Benar dugaanku, angin yang mengembus dingin memaksa tetesan-tetesan air yang terkandung di dalam sang awan meluncur deras ke seluruh jagat. Meskipun sedari tadi sudah timbul bulir-bulir bening dengan intensitas rendah, tetapi kini lebih dari itu. Bercampur angin pula. Kepalaku celingukan, mata berusaha menemukan sebuah tempat sepi yang cocok dijadikan tempat melindungi tubuh dari terpaan basah yang mengancam.
"Ah, di sana!"
Kutemukan sebuah ruko kosong di kompleks pertokoan. Segera aku membelokkan setang motor, lalu turun dan menambatkan kuda besi tersebut. Tergopoh-gopoh aku berlari ke tempat teduh. Terpaksa, meskipun baru kemarin memandikan si CB, dia harus basah dan kotor hari ini.
Sementara menunggu hujan reda, aku termangu menatap tetes demi tetes air yang jatuh ke bumi sambil bersidekap dan menahan rasa dingin yang mulai menyelinap masuk. Hanya kepalaku yang merasa hangat, tentu karena helm masih bertengger tanpa kulepaskan.
Terkadang aku suka dengan hujan karena bisa membuat fantasi membentuk apa pun sesuka hati dengan suasana yang mereka ciptakan.
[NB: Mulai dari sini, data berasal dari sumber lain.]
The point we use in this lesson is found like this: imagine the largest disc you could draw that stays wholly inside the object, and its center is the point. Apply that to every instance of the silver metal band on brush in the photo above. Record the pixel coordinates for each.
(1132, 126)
Aku suka suara hujan yang bergemuruh menerpa seluruh permukaan tanah. Akan tetapi, aku tidak suka saat seseorang membuatku terkejut.
Terhenyak diriku ketika merasa sesuatu menepuk bahu. Dan aku pun kontan menoleh ke sebelah kanan. Seorang perempuan? Kapan dia datang? Kenapa bisa dia ada di sampingku? Sendirian?
"Mas," sapanya, tampak sungkan. Namun, senyumannya merekah. Seolah-olah kehangatan dari kurva itu mengalahkan dingin hujan.
"Ada apa ya, Mbak?" tanyaku, ikut sungkan.
"Itu, bahu sebelah kirinya Mas kena tetesan hujan. Apa nggak kerasa, ya? Atau Mas sengaja, ya?"
Spontan aku menoleh ke kiri. Memang benar, tetesan hujan telah membasahi bahuku di bagian kiri. Itu dikarenakan atap ruko yang bocor. Mengetahui itu, aku bergeser ke kanan agar terhindar dari percikan-percikan air tersebut.